Part of the lawmakers' skepticism stemmed from fresh information they shared at the hearing, including allegations against Secret Service employees regarding nonconsensual sex, soliciting prostitutes on the streets of Washington and hotel parties with underage women during the 2002 Salt Lake City Olympics.
Mark Sullivan told a Senate panel, "I am deeply disappointed, and I apologize for the misconduct of these employees and the distraction that it has caused." Putting it more bluntly later, Sullivan said the employees involved "did some really dumb things."
But under questioning, Sullivan refused to say that the mid April incident was part of a broader agency culture that condones heavy drinking, partying and sex during the off-hours of security assignments.
Members of the Senate Homeland Security and Governmental Affairs Committee said evidence suggests that the scandal that unfolded in the hours before President Barack Obama arrived in Cartagena for a summit was part of a pattern.
Sullivan "has a difficult time coming to grips with the fact that he has a broader problem than just this one incident," Sen.
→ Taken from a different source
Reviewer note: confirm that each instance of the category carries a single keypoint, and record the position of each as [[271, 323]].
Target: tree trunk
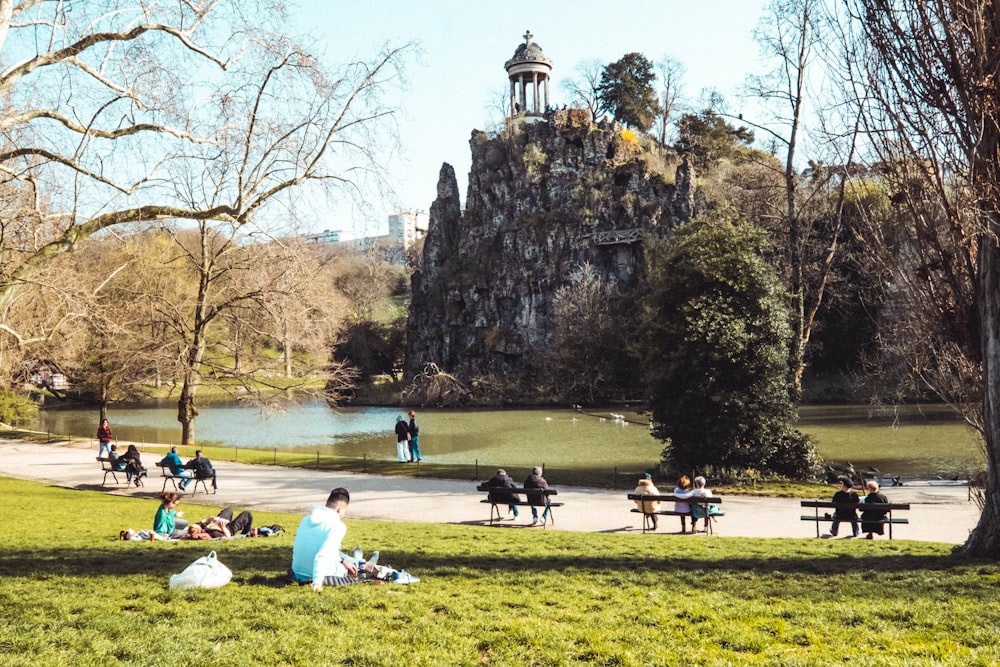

Susan Collins, R-Maine, the panel's ranking Republican, said after the hearing.
Still, Collins, committee chairman Joseph Lieberman, I-Conn., and other senators said Sullivan should remain as director.
Lieberman pressed Sullivan and Homeland Security Acting Inspector General Charles Edwards during the hearing for details of 64 misconduct allegations against the Secret Service submitted in the past five years.
Lieberman said other misconduct cases involved employees who sent sexually explicit e-mails or other material on government computers and at least 30 cases involving alcohol or charges of driving under the influence.
Edwards said he is launching a separate, independent investigation that will involve interviews with the 12 employees implicated in the Colombia scandal. The new probe also will review whether Sullivan's internal investigation was rushed or whether the move to oust most of the men involved in the scandal was proper, the Washington Post reported.